La zone euro flirte avec la récession, la croissance aux États-Unis ralentit
La zone euro flirte avec la récession, la croissance aux États-Unis ralentit

» Avec ses taux de croissance, l’économie américaine fait preuve de résilience malgré une politique monétaire plus stricte

» La zone euro est confrontée à une baisse de la confiance des entreprises, ce qui laisse présager une profonde récession industrielle

» La reprise de l’activité après la fin de la politique zéro Covid en Chine a été de courte durée

L’économie européenne en difficulté

Pendant les mois d’été, l’hypothèse selon laquelle l’économie peut effectuer un atterrissage en douceur était étayée par les données économiques. Toutefois, cela s’applique principalement à l’économie américaine et beaucoup moins, voire pas du tout, à l’économie européenne.

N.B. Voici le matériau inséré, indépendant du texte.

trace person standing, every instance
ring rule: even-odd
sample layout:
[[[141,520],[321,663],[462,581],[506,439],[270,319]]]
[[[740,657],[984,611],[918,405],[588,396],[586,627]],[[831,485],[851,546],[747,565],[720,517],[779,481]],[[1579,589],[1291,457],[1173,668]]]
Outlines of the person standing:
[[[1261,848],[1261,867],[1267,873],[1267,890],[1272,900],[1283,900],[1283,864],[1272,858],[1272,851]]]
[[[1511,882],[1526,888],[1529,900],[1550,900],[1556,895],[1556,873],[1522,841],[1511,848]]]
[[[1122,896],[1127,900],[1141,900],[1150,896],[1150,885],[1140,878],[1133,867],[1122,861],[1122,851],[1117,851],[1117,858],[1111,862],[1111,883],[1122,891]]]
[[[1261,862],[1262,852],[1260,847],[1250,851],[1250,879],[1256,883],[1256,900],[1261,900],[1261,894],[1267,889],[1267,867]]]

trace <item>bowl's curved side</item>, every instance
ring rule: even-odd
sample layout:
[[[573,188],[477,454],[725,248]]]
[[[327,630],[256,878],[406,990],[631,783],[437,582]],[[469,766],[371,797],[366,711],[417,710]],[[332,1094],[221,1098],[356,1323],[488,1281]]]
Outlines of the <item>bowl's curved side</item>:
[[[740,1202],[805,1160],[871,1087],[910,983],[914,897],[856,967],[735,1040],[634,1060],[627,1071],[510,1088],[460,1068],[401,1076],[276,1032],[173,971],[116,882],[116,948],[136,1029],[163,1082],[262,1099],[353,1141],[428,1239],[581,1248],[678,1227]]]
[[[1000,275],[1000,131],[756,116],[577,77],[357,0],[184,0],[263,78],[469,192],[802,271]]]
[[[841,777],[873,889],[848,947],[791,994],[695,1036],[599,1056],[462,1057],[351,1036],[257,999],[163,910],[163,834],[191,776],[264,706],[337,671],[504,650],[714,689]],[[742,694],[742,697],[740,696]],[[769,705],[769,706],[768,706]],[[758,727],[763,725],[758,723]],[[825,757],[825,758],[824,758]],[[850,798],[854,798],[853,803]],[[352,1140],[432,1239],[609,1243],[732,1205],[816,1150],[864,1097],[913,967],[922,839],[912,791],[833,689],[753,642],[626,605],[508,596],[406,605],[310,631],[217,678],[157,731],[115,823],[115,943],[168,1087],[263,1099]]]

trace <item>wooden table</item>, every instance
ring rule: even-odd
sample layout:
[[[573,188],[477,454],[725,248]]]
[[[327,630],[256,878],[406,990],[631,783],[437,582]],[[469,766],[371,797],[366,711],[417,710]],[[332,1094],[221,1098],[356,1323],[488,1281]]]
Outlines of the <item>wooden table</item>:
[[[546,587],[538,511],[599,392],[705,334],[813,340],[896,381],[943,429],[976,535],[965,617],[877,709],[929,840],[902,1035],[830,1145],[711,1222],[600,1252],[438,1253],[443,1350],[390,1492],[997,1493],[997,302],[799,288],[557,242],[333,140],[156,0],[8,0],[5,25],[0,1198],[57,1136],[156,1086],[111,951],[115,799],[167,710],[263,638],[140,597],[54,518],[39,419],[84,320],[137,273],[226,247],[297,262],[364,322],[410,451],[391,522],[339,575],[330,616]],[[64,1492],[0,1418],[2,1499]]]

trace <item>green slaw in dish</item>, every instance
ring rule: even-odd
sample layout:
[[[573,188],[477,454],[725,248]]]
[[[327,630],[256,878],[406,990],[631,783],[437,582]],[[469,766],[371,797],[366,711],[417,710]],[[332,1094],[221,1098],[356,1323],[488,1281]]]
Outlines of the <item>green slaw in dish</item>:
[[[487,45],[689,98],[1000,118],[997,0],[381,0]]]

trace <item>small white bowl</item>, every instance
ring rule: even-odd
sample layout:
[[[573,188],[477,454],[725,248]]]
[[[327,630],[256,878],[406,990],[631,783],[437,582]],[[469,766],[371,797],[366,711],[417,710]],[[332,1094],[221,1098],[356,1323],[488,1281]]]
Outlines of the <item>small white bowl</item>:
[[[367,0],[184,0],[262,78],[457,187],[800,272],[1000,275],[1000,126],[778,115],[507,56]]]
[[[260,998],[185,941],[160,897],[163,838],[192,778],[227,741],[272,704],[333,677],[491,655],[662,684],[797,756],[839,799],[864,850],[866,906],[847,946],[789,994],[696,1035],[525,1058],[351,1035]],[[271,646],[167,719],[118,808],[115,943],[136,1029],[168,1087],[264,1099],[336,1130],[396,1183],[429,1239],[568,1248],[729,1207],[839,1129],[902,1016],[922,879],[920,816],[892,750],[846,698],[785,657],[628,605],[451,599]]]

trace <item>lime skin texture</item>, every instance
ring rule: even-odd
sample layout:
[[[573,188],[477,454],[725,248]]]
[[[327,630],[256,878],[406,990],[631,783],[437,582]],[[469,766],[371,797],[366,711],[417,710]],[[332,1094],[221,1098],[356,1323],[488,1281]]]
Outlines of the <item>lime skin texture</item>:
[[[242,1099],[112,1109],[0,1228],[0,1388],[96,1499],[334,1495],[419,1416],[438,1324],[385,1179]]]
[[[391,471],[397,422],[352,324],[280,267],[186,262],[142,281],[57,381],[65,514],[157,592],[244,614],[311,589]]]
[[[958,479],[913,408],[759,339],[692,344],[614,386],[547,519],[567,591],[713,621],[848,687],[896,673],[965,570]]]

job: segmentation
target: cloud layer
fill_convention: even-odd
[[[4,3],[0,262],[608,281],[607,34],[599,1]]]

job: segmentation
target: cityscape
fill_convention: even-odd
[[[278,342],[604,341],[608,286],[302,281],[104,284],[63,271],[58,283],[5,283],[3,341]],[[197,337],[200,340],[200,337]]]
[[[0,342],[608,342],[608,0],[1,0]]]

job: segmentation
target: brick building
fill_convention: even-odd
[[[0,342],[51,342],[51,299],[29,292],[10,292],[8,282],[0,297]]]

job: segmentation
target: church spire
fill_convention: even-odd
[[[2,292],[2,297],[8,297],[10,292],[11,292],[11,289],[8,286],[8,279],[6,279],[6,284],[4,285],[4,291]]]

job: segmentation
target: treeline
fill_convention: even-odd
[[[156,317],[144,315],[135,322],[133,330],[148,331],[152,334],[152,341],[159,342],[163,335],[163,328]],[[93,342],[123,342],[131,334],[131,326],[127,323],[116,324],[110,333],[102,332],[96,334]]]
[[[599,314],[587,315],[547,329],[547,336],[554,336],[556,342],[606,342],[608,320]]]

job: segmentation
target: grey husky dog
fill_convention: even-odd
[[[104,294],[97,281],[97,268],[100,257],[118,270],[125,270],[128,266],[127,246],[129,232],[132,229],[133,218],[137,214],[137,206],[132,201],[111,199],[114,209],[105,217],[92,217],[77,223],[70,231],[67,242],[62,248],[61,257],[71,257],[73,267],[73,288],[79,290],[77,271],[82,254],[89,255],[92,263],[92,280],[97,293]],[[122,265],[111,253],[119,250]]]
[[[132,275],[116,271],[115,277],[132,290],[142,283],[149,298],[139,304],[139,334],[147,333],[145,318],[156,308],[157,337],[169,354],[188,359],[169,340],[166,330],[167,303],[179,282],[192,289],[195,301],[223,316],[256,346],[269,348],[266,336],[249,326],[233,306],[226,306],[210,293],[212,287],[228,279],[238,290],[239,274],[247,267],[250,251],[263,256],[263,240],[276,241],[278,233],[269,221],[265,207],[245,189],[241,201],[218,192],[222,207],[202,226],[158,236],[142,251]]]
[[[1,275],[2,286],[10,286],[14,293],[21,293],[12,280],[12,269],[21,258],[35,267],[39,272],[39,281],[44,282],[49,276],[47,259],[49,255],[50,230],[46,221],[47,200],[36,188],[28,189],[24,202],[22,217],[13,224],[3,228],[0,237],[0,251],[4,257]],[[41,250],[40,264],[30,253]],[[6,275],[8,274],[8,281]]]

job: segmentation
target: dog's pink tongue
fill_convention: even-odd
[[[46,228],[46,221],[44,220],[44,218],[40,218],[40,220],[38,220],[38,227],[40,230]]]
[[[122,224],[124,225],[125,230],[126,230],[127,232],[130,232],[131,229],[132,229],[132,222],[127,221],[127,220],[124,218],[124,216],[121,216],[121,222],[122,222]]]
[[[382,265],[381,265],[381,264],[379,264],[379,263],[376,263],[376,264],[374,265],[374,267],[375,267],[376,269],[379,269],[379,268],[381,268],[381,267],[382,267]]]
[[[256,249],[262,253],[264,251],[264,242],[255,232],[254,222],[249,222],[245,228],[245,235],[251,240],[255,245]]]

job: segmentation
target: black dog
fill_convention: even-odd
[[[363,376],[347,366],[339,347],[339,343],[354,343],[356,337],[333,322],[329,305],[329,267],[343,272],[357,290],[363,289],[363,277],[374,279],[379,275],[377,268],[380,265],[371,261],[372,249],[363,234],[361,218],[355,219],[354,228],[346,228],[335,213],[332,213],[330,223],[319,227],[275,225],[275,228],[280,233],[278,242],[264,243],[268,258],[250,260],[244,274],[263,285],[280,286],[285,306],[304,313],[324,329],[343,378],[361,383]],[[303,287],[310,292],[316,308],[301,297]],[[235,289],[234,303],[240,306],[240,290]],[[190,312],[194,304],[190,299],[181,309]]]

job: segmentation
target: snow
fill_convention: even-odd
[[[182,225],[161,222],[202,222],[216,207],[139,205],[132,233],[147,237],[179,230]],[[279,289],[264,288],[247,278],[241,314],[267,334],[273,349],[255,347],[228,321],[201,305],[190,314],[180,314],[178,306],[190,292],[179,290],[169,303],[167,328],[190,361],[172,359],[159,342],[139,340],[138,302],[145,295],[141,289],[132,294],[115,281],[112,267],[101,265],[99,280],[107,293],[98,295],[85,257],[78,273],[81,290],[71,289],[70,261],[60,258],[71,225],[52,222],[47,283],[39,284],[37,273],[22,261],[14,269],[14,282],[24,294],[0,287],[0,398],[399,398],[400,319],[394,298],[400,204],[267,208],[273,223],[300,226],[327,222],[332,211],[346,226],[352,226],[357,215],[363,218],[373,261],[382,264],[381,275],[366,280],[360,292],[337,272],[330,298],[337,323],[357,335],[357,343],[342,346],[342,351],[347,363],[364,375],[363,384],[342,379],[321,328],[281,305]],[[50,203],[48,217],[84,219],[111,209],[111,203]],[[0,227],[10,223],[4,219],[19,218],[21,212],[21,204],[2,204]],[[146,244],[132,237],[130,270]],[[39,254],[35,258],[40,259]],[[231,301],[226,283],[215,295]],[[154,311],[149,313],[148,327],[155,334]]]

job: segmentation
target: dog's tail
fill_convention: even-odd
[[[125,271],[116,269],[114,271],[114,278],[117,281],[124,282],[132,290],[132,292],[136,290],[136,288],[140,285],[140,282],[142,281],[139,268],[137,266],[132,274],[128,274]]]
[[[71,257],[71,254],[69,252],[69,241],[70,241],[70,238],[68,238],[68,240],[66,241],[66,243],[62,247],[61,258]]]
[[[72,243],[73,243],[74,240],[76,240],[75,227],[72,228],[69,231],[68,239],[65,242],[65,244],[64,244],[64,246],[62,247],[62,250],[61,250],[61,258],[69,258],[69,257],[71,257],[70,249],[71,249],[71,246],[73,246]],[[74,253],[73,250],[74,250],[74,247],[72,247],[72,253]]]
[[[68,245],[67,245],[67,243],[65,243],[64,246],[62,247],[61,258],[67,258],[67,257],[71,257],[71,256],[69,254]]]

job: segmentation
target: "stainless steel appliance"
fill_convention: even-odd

Malgré le relèvement sur une courte période des taux directeurs par la banque centrale américaine et le recul de l’inflation, la faiblesse de la croissance économique et du marché du travail aux États-Unis ne s’est pratiquement pas fait sentir. Après une croissance supérieure aux prévisions au premier trimestre, l’économie américaine a encore enregistré une solide croissance annualisée au deuxième trimestre, soit un taux de 2,1 %. Lors de la dernière décision sur les taux d’intérêt en septembre, les gouverneurs de la banque centrale américaine ont révisé à la hausse le taux de croissance attendu du PIB réel : 2,1 % (contre 1 % précédemment) pour 2023 et 1,5 % (contre 1,1 % précédemment) pour 2024. La consommation des ménages américains reste un pilier essentiel de la croissance économique. En juillet et en août, les ventes au détail aux États-Unis ont augmenté de 0,5 % et 0,6 % respectivement par rapport au mois précédent. Les chiffres de consommation robustes ont soulevé des questions sur l’impact du resserrement de la politique monétaire sur les consommateurs américains. Cependant, les dépenses des ménages finiront par diminuer dans les mois à venir. Les réserves d’épargne accumulées pendant les confinements de la pandémie de Covid ont été utilisées et les dettes de cartes de crédit continuent d’augmenter. En outre, les remboursements des prêts étudiants, qui avaient été temporairement suspendus pendant la pandémie, ont repris.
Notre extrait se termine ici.